Власти знали, что военная победа и политическое выживание зависели от того, насколько хорошо удастся обеспечивать немецкое население продовольствием. Во время Первой мировой войны система распределения съестного заслужила право называться катастрофической, инфляция и цены росли порой буквально не по дням, а по часам, а черный рынок сдирал с покупателя последнюю шкуру, что доводило городской рабочий класс до голодного состояния. Блокада силами британского Королевского ВМФ, продовольственный кризис и «брюквенная зима» 1916–1917 гг. вымостили путь для революции ноября 1918 г. В Рурской области к 1916 г. заметно снизилась рождаемость. В 1917 и 1918 гг. процент умерших среди гражданских лиц в Берлине превысил уровень смертности солдат, призванных на войну из города; с наибольшими темпами умирали девочки-подростки, девушки и молодые женщины, выкашиваемые туберкулезом, свирепствовавшим в неотапливаемых кварталах многоквартирных домов, где жили представители рабочего класса. Нацистские власти твердо решили – такого больше не случится. Гитлера в особенности тревожила готовность германского народа терпеть лишения, и донесения СД безоговорочно показывали: на «настроения среди населения» более всего влияла обеспеченность провизией[105].

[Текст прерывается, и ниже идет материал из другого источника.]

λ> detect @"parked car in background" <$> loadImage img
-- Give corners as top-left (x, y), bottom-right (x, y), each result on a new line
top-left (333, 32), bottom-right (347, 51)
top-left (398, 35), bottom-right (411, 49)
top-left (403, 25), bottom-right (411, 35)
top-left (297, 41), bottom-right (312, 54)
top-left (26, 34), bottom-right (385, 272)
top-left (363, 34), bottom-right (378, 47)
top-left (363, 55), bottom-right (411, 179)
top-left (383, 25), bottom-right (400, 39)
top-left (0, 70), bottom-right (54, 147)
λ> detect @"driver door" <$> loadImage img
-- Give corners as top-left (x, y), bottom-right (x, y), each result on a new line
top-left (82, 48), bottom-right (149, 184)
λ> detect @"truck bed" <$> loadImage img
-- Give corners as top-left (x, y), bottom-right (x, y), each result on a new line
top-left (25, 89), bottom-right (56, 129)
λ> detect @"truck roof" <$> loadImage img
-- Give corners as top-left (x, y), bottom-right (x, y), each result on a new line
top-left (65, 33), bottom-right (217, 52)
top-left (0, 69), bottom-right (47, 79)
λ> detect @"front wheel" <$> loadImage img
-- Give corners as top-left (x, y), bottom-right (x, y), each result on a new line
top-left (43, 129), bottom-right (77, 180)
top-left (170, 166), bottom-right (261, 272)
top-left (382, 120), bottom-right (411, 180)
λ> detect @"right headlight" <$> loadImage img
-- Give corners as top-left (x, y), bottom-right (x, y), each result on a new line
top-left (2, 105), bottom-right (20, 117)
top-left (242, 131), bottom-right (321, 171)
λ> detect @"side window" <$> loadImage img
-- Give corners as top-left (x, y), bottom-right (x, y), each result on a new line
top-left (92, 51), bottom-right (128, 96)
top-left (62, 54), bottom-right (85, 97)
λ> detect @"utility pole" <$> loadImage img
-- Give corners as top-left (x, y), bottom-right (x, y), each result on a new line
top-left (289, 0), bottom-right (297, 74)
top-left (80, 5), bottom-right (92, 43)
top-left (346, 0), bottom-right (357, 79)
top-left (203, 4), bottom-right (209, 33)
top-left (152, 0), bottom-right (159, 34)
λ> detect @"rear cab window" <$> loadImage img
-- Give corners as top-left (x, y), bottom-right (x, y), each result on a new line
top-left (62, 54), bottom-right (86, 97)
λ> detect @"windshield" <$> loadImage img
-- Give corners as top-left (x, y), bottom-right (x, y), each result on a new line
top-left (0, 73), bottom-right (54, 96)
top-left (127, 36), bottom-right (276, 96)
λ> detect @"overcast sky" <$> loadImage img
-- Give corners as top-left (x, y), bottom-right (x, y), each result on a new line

Нормирование продовольствия режим ввел 27 августа 1939 г., на следующий день после начала мобилизации в Германии. «Вот уже два дня мой желудок постоянно напоминает о себе, особенно теперь, когда приходится экономить на еде», – неохотно признавалась Ирен Райц своему парню Эрнсту Гукингу, понимая, что гражданским лицам не положено зря беспокоить солдат. Видя, как в первые недели войны все вокруг бегали в поисках муки, сахара и жиров, она сохраняла спокойствие, ограничивая собственную покупательскую активность походами в канцелярскую лавку и приобретением «атласной бумаги всех цветов. Ты знаешь, чтобы потом иметь возможность красиво заворачивать подарки. Неплохо я придумала?». В конце сентября все изменилось, когда призвали одного из ее коллег по садоводческому делу в Гисене; он всегда привозил из деревни лишний хлеб и колбасу ей на обед. «Мне теперь его сильно не хватает, особенно его бутербродов», – признавалась Ирен[106].

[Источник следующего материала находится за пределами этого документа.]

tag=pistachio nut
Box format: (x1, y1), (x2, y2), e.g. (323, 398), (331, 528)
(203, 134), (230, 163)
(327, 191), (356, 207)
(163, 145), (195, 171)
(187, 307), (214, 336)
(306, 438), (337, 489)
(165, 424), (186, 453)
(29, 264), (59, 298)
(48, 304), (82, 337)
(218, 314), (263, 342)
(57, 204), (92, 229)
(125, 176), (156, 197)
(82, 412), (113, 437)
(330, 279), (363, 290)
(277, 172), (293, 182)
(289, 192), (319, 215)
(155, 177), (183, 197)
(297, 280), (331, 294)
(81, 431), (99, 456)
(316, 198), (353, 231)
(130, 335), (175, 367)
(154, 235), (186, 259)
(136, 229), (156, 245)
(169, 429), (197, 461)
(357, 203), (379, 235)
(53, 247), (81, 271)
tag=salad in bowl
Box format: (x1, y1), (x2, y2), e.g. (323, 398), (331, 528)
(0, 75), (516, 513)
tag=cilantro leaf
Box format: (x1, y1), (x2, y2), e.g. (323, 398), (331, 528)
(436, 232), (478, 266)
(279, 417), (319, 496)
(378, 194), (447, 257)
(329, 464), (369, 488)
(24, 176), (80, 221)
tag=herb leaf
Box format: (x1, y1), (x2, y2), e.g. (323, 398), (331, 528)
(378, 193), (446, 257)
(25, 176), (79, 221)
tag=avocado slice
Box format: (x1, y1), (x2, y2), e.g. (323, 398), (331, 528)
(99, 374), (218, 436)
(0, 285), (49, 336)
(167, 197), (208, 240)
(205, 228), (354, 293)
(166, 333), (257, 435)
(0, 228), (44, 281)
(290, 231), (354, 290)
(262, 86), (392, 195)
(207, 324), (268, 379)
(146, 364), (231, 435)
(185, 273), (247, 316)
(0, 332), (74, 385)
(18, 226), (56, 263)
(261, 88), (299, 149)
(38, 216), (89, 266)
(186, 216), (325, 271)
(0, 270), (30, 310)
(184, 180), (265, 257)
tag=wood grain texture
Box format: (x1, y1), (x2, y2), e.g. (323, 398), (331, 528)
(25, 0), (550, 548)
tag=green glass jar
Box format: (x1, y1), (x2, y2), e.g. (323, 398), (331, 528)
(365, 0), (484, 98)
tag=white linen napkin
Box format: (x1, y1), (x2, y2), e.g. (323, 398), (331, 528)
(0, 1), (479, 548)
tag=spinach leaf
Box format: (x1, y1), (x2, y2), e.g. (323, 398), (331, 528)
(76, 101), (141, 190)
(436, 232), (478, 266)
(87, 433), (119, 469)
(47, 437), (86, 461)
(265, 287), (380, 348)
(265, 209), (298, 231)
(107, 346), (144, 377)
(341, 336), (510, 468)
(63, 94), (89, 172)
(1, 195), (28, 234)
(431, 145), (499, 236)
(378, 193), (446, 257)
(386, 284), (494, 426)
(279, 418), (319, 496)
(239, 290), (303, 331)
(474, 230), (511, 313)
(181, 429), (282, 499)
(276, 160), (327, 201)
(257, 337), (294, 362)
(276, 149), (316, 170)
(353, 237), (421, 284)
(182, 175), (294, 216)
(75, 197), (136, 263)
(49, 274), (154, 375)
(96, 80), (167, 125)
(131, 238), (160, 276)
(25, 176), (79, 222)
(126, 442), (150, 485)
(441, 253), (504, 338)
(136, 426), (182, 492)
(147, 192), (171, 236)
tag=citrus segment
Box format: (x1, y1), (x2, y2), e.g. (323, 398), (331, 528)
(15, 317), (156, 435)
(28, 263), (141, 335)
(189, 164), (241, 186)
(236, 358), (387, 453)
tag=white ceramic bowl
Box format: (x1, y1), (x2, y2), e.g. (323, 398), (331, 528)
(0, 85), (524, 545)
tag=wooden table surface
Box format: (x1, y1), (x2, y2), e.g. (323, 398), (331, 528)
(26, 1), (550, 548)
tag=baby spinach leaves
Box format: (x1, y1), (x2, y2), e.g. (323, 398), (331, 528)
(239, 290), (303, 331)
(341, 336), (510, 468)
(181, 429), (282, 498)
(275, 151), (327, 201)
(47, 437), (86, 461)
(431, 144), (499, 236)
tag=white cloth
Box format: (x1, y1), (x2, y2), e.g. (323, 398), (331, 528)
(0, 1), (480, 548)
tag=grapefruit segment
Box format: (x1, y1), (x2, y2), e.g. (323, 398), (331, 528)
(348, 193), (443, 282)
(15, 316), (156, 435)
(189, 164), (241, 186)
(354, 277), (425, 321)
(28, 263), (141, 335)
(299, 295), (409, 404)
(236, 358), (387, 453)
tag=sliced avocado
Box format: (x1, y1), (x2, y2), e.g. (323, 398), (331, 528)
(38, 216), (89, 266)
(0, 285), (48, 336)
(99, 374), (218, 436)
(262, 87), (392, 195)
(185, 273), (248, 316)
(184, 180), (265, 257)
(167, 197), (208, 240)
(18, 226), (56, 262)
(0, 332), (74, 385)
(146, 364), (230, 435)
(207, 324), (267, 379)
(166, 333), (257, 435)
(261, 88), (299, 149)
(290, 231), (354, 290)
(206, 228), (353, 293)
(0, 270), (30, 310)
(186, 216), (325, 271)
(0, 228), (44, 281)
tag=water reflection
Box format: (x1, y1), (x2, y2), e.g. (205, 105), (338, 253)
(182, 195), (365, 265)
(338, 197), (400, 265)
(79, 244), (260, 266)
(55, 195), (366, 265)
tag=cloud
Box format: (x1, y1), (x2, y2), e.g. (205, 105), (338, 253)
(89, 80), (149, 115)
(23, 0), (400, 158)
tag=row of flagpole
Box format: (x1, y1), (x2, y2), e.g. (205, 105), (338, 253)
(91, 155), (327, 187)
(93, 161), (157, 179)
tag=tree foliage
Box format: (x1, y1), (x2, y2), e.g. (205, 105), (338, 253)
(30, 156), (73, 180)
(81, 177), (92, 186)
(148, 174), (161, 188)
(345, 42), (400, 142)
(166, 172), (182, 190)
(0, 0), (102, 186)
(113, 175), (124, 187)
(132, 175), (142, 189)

Из-за опасений наплыва покупателей в магазины власти запретили продажу полотна, обуви и одежды без специальных ордеров. Однако, когда народ повалил в занимавшиеся распределением бюро, работники их оказались не в состоянии установить, действительно ли соискатели разрешения на продажу тех или иных товаров в них нуждались. Хотя граждан заставляли подписывать специальные заявления о разрешении допускать чиновников к себе домой для проверки, крайне маловероятно, что такие вещи сдерживали напуганное голодом и лишениями население. «Любой, у кого есть две пары туфель, не получит ордер на покупку еще одной, – докладывала Ирен Эрнсту. – Так, конечно, все пишут, что у них только одна. Хорошо, мне пока не приходилось ходить туда. Там запросто часа два в очереди простоишь». А между тем, как доносила СД, лавочники не знали, например, требовать ли разрешение на продажу перчаток, и если требовать, то на какие? Только на кожаные или и на холщовые тоже? Перетряска и отработка системы заняли два месяца и вылились во введение карточек на одежду, дававших большинству людей по 100 пунктов на текущий год, считая задним числом с 1 сентября. Скажем, носки и чулки стоили 5 пунктов, но отпуск больше пяти пар в год в одни руки запрещался, за пижаму списывали 30 пунктов, а за пальто или костюм – 60[107].